Writer's Trust finalists. (Katrina Afonso)
Writer’s Trust finalists. (Katrina Afonso)

The Canadian literary-prize season hit another gear on Sept. 29 when the Rogers Writers’ Trust announced the shortlist for its $25,000 award, the first of the big three literary honours to do so. If there’s a theme to the five-title list, it’s hard to pinpoint—or rather, there are several running through it. The most noteworthy feature is the continuing surge of a new Canadian wave: After decades of major publishing house domination, small-press titles are increasingly at the centre of literary prize buzz. Three WT titles are from indie publishers, and two of them were also on the Scotiabank Giller long list.

Andre Alexis, whose Fifteen Dogs is a contender for book of the year, is a nominee, matching his Giller appearance. (The richest and most prestigious prize in Canada, the Giller will winnow the 12 books on the long list down to a five-title shortlist on Oct. 5; the third national major, the venerable Governor-General’s literary awards, will announce its choices two days later.) The much-praised Fifteen Dogs is not a surprising choice on any prize list: Fine writing aside, a note of the fabulous marks many of the year’s contenders throughout the anglosphere, a tendency that probably also helped to propel the WT list’s sleeper novel, Red Jacket, by short-story writer and poet Pamela Mordecai, a Jamaica-born resident of Kitchener, Ont.

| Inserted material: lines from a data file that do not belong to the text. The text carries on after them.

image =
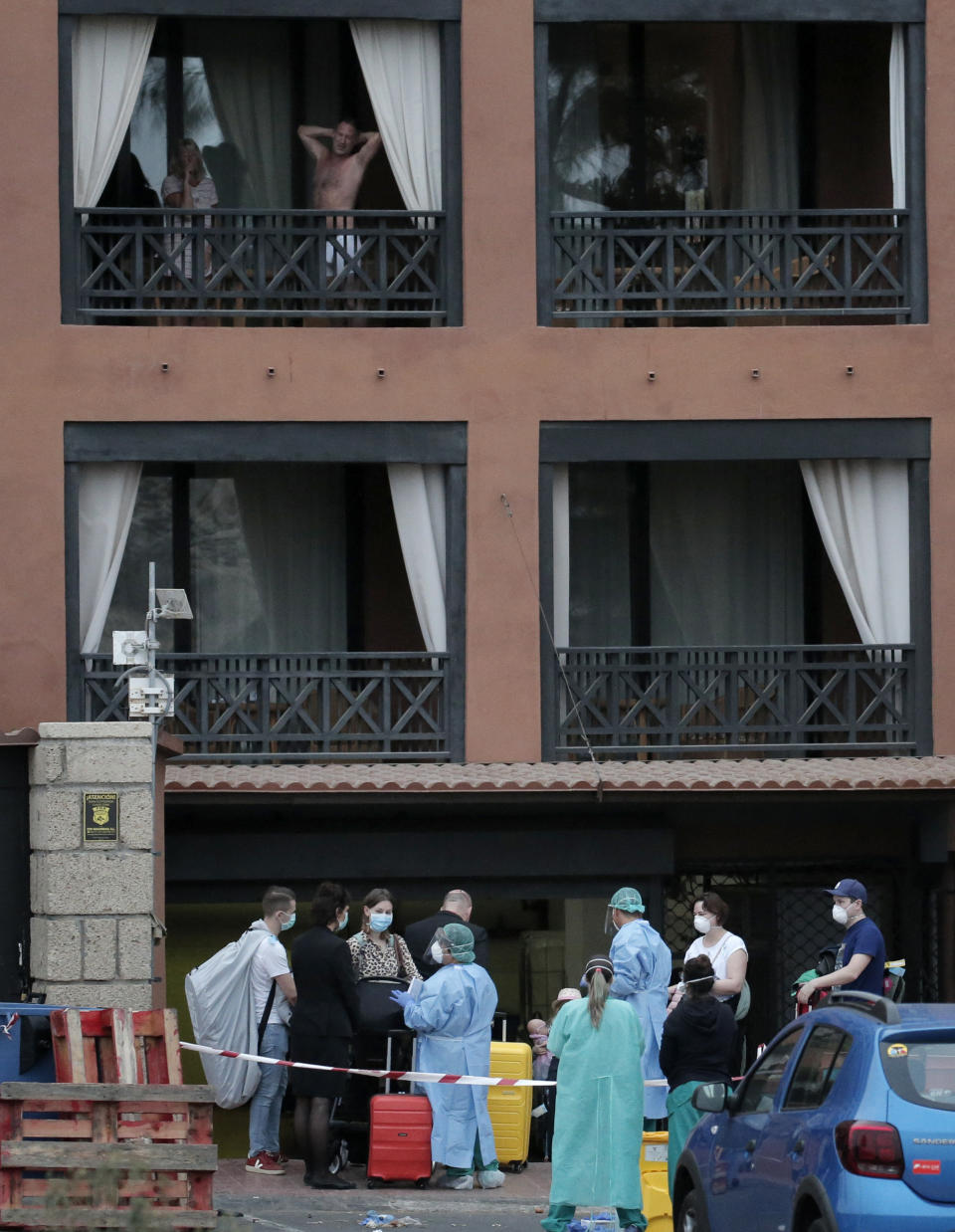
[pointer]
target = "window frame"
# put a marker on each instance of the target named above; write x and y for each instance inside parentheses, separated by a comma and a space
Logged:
(793, 1040)
(840, 1055)
(225, 443)
(747, 440)
(911, 14)
(447, 12)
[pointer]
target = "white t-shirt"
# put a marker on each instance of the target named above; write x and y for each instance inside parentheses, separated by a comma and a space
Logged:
(270, 960)
(718, 953)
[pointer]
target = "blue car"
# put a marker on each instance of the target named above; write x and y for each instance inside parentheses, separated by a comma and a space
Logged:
(845, 1124)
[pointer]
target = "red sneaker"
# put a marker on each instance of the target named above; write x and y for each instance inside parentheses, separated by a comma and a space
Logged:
(264, 1163)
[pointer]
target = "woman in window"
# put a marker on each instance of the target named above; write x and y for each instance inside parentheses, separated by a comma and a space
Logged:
(376, 950)
(189, 186)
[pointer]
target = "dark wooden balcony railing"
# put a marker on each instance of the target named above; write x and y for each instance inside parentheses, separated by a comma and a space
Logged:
(257, 265)
(273, 708)
(655, 268)
(734, 702)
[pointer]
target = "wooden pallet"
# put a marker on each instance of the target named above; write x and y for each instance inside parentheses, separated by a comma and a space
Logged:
(78, 1154)
(116, 1045)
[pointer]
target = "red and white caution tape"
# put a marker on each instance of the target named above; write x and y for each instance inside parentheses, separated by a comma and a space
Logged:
(393, 1075)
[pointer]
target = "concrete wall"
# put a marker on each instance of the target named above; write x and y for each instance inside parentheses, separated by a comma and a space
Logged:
(93, 902)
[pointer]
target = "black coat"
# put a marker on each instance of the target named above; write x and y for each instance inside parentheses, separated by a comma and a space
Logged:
(419, 936)
(328, 1000)
(697, 1041)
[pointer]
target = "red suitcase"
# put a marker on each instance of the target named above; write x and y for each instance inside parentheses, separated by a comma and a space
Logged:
(399, 1139)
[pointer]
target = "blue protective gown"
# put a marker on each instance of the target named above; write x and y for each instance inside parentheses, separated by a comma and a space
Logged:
(599, 1122)
(453, 1018)
(642, 968)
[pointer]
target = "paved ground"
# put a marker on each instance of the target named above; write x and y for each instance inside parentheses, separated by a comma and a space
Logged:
(284, 1204)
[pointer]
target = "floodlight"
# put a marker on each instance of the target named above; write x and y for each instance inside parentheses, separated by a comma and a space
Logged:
(171, 604)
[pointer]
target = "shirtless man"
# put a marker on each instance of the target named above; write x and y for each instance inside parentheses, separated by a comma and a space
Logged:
(339, 170)
(335, 185)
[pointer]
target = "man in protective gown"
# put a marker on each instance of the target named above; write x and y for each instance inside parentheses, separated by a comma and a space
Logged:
(599, 1122)
(644, 966)
(453, 1018)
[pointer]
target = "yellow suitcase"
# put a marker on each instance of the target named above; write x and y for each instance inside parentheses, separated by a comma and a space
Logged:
(510, 1107)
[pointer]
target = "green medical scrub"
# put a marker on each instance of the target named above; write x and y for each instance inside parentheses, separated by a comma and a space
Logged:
(599, 1125)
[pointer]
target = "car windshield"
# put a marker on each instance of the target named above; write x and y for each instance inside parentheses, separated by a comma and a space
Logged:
(922, 1071)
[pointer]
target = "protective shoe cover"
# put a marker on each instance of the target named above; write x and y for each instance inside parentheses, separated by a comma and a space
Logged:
(456, 1181)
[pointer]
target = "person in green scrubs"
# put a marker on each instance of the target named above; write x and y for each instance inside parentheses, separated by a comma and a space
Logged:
(599, 1124)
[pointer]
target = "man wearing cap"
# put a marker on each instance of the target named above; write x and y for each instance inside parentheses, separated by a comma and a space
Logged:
(642, 966)
(453, 1016)
(860, 961)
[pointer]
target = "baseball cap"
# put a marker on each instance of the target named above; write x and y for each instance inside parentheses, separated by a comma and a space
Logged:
(847, 889)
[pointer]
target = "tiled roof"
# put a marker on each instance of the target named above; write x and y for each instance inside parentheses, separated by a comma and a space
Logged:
(790, 774)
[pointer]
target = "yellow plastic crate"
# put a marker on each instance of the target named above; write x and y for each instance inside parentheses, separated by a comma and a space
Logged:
(657, 1205)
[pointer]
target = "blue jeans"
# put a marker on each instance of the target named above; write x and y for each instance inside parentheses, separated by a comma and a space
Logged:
(265, 1107)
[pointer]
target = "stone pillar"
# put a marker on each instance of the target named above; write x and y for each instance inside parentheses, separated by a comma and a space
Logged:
(94, 926)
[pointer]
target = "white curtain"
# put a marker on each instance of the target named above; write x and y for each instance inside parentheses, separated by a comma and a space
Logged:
(247, 68)
(861, 511)
(401, 62)
(726, 553)
(293, 522)
(418, 496)
(108, 61)
(770, 128)
(106, 502)
(562, 554)
(897, 114)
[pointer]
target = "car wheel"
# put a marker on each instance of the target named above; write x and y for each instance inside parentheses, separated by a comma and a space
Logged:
(691, 1216)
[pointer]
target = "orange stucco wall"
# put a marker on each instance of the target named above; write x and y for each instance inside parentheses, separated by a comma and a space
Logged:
(500, 373)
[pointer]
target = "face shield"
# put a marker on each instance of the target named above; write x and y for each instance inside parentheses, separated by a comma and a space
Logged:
(626, 900)
(438, 946)
(456, 938)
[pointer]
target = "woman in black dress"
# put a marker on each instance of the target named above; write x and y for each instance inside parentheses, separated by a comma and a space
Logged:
(325, 1019)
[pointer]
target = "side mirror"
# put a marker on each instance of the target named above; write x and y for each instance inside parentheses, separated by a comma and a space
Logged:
(711, 1097)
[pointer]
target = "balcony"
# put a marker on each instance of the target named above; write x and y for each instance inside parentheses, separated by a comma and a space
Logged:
(728, 268)
(662, 703)
(257, 268)
(293, 708)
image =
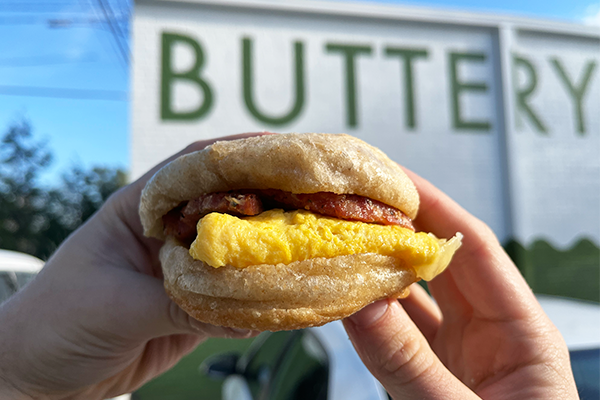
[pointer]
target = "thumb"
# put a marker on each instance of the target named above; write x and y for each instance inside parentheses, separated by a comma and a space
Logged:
(398, 355)
(146, 312)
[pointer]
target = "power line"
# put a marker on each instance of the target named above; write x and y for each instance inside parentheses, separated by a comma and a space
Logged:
(64, 93)
(124, 51)
(48, 59)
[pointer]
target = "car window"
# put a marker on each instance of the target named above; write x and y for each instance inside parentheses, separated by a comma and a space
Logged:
(11, 282)
(586, 369)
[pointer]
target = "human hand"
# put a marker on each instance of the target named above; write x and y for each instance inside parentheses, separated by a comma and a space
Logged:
(96, 322)
(488, 338)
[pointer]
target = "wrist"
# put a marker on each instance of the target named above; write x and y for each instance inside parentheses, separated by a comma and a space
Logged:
(9, 391)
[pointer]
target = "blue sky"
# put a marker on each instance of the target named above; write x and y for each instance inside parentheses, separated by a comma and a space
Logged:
(62, 70)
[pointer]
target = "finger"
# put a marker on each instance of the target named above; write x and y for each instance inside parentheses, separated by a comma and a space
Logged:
(156, 314)
(423, 311)
(398, 355)
(125, 202)
(482, 272)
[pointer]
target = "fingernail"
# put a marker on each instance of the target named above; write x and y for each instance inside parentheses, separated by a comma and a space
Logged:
(241, 332)
(370, 314)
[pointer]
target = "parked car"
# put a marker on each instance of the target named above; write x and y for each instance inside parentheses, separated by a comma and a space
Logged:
(16, 269)
(320, 363)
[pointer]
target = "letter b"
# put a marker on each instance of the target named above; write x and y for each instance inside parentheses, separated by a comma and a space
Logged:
(168, 75)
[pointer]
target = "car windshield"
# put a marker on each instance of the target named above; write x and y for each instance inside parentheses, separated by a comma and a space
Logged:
(11, 282)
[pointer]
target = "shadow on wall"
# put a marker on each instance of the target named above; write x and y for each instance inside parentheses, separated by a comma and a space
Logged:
(570, 273)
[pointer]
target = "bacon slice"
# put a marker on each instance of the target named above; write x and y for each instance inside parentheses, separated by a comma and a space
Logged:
(344, 206)
(181, 221)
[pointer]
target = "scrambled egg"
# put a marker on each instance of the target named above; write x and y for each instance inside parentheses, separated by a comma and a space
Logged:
(276, 236)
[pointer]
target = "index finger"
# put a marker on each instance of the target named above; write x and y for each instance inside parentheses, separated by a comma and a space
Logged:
(481, 276)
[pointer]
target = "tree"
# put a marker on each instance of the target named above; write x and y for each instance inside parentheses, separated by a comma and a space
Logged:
(35, 219)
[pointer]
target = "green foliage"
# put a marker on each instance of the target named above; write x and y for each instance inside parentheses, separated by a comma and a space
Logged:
(35, 219)
(573, 272)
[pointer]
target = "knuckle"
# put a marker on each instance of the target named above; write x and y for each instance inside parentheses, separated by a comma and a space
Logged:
(409, 359)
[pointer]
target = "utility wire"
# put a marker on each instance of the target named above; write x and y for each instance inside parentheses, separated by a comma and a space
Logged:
(64, 93)
(124, 51)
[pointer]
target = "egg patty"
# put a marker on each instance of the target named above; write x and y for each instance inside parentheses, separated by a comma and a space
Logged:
(278, 237)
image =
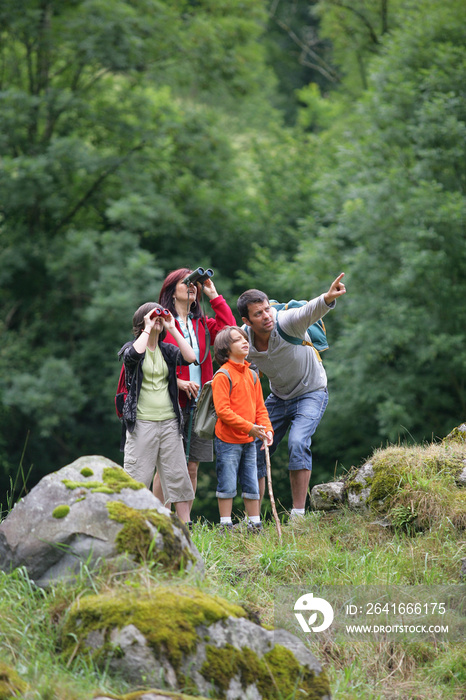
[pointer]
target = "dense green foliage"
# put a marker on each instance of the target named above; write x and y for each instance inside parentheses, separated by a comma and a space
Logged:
(138, 136)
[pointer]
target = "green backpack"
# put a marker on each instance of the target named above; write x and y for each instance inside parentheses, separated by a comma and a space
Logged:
(316, 332)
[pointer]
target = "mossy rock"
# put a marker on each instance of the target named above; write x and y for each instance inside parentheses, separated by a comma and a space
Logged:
(276, 675)
(93, 512)
(11, 685)
(168, 619)
(196, 643)
(139, 533)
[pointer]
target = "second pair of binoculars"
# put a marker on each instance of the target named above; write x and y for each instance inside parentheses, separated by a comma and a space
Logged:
(160, 312)
(198, 275)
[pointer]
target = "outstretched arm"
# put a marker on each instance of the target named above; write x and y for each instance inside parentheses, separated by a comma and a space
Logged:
(337, 288)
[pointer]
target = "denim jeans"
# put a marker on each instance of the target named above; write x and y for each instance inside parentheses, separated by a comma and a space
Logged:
(302, 415)
(236, 462)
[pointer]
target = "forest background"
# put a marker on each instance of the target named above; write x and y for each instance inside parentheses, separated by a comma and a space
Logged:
(279, 143)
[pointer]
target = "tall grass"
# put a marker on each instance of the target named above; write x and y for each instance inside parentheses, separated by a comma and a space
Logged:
(322, 549)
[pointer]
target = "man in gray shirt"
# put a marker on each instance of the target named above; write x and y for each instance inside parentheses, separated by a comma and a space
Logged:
(298, 382)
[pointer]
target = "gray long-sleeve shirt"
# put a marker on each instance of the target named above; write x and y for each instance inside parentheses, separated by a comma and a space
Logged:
(292, 370)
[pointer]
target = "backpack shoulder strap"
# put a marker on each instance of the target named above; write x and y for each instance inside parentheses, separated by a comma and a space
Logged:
(225, 371)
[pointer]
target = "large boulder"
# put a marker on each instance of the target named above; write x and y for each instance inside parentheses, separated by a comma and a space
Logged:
(92, 511)
(184, 639)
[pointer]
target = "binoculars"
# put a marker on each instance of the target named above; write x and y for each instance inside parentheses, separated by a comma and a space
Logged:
(198, 275)
(160, 312)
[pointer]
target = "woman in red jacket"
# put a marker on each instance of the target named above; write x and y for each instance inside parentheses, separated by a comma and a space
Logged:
(183, 300)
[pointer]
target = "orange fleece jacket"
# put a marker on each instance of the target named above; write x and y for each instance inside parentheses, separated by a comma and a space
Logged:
(239, 410)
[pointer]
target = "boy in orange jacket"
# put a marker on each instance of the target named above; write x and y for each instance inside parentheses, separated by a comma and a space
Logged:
(241, 417)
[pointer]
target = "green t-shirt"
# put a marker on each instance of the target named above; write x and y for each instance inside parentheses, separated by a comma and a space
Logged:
(154, 400)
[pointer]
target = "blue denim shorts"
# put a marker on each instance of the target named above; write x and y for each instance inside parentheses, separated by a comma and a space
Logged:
(236, 462)
(302, 416)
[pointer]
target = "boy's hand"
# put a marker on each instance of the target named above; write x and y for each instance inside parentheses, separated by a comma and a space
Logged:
(258, 431)
(268, 440)
(191, 388)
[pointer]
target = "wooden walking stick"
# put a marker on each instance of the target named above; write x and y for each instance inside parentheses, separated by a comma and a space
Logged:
(272, 499)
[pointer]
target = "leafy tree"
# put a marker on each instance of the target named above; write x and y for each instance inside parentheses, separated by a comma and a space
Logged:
(106, 177)
(356, 30)
(393, 219)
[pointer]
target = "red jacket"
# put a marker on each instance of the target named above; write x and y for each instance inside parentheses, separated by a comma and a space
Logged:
(223, 317)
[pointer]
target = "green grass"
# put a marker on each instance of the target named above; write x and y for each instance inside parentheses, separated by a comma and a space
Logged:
(322, 549)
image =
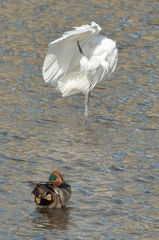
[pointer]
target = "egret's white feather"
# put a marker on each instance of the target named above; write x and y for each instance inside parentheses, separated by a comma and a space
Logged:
(72, 71)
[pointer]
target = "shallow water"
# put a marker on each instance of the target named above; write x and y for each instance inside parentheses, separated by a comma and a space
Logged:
(112, 159)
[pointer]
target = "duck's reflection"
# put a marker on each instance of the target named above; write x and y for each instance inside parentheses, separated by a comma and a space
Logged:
(58, 218)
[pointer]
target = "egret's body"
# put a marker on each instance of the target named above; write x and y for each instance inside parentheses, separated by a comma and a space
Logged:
(79, 60)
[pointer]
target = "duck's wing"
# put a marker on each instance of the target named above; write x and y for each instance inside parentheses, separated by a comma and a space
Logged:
(63, 55)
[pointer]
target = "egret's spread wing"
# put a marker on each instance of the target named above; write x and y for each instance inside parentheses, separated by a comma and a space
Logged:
(63, 54)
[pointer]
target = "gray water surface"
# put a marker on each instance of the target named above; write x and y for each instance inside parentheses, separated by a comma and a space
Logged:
(112, 159)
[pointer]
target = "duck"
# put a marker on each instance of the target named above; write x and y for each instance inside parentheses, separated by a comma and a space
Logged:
(53, 194)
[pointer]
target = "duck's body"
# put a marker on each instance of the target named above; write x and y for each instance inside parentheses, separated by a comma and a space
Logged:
(53, 194)
(80, 60)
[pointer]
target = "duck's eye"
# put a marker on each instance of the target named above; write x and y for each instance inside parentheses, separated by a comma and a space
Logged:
(48, 197)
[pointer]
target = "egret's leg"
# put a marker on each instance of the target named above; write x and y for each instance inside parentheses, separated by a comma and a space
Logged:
(80, 49)
(86, 103)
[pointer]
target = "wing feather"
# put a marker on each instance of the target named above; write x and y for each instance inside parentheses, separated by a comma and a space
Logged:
(63, 54)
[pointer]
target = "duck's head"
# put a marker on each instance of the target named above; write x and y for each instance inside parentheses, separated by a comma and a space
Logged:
(56, 179)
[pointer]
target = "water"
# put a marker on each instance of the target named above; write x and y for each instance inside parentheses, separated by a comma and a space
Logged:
(112, 159)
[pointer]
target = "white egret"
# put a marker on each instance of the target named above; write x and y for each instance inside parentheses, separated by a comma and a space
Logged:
(79, 60)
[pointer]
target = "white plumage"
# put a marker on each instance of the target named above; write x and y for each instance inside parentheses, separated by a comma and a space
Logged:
(80, 60)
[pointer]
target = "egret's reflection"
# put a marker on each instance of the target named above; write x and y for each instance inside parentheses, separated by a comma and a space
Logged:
(52, 219)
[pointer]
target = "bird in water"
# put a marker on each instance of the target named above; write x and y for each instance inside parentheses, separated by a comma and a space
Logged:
(53, 194)
(79, 60)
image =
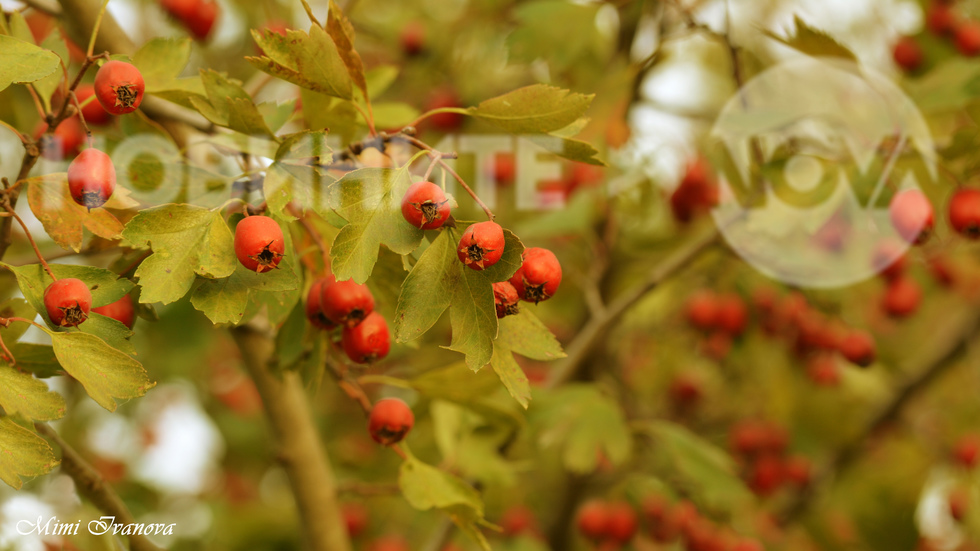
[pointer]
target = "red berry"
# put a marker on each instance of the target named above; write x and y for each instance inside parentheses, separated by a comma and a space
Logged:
(368, 341)
(964, 212)
(621, 523)
(505, 299)
(390, 420)
(425, 206)
(538, 277)
(912, 215)
(482, 245)
(259, 243)
(68, 302)
(119, 87)
(346, 303)
(592, 520)
(93, 111)
(91, 178)
(902, 298)
(858, 347)
(122, 311)
(314, 311)
(967, 450)
(355, 518)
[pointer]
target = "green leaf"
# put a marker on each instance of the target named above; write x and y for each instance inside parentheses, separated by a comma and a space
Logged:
(186, 240)
(23, 62)
(369, 199)
(106, 373)
(535, 109)
(22, 394)
(311, 61)
(22, 453)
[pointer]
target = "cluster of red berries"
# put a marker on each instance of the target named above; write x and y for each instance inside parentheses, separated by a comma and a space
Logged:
(331, 304)
(696, 194)
(609, 525)
(760, 448)
(197, 16)
(666, 523)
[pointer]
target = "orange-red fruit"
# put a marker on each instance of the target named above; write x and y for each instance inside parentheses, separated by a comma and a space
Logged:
(538, 277)
(314, 310)
(93, 111)
(912, 216)
(259, 243)
(505, 299)
(390, 420)
(481, 246)
(68, 302)
(858, 347)
(119, 87)
(346, 303)
(967, 38)
(964, 212)
(91, 178)
(425, 206)
(902, 298)
(121, 310)
(368, 341)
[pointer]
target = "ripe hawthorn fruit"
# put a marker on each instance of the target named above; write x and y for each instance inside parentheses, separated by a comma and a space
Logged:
(505, 299)
(390, 420)
(119, 87)
(481, 246)
(425, 206)
(121, 310)
(91, 178)
(346, 303)
(538, 277)
(259, 243)
(964, 212)
(858, 347)
(68, 302)
(368, 341)
(912, 216)
(314, 310)
(902, 297)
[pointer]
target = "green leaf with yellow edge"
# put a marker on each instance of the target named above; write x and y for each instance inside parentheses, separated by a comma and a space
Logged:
(23, 62)
(308, 60)
(22, 394)
(106, 374)
(186, 241)
(22, 454)
(369, 199)
(64, 219)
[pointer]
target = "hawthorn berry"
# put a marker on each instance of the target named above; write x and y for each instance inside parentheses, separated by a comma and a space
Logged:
(902, 297)
(858, 347)
(425, 206)
(346, 303)
(505, 299)
(68, 302)
(121, 310)
(390, 420)
(912, 215)
(314, 310)
(964, 212)
(119, 87)
(538, 277)
(368, 341)
(481, 246)
(259, 243)
(91, 178)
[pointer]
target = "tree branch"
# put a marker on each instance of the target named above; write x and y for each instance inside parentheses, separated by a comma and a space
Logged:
(93, 487)
(300, 450)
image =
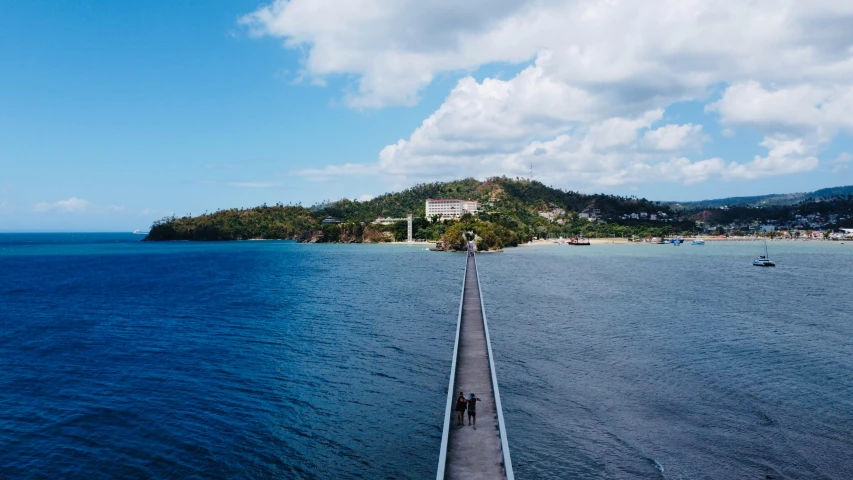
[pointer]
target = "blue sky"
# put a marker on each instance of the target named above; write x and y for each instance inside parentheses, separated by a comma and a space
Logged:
(114, 114)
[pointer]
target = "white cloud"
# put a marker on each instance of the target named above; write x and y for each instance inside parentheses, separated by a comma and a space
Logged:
(841, 162)
(599, 75)
(75, 205)
(673, 138)
(786, 156)
(805, 108)
(632, 50)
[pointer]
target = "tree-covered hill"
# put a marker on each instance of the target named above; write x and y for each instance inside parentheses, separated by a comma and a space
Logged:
(509, 214)
(777, 199)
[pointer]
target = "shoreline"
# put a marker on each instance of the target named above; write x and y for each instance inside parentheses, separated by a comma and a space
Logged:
(687, 240)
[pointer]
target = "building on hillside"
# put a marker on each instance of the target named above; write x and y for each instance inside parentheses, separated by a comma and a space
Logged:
(450, 207)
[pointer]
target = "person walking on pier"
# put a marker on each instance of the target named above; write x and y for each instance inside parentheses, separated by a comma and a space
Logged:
(461, 405)
(472, 409)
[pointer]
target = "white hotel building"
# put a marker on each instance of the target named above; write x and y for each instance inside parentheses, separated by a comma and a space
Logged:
(450, 208)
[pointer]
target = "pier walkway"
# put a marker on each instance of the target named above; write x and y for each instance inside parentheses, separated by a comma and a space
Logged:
(468, 453)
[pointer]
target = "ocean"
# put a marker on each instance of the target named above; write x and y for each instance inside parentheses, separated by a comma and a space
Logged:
(126, 359)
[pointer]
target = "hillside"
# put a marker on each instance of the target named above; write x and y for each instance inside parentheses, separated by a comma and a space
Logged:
(766, 200)
(509, 211)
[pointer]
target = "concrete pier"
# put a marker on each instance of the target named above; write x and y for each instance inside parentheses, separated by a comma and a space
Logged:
(466, 452)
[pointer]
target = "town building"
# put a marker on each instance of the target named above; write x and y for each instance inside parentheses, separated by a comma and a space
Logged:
(450, 207)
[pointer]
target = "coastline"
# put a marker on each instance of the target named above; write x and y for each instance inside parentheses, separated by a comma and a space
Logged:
(687, 240)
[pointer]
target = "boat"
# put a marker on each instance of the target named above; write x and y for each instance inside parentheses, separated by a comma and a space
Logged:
(764, 260)
(578, 241)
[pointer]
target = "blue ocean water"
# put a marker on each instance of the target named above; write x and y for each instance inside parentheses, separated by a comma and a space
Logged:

But that’s no explanation for Confidence, Russell Smith’s short-story collection, a mordantly funny treatment of modern urban romance—unless a note of hope, married to exceptional prose, is now thought of as the stuff of myth. And Smith, too, is on both lists. Moreover, the WT list also has room, which the Giller did not, for Elizabeth Hay, a former winner of that award, and her novel His Whole Life, or for John Vaillant’s The Jaguar’s Children, both more traditional in style and tone. Nor is there any guarantee that Alexis and Smith will make it to the Giller’s final five, but a bookie would probably give short odds. The winner will be announced on Nov. 3.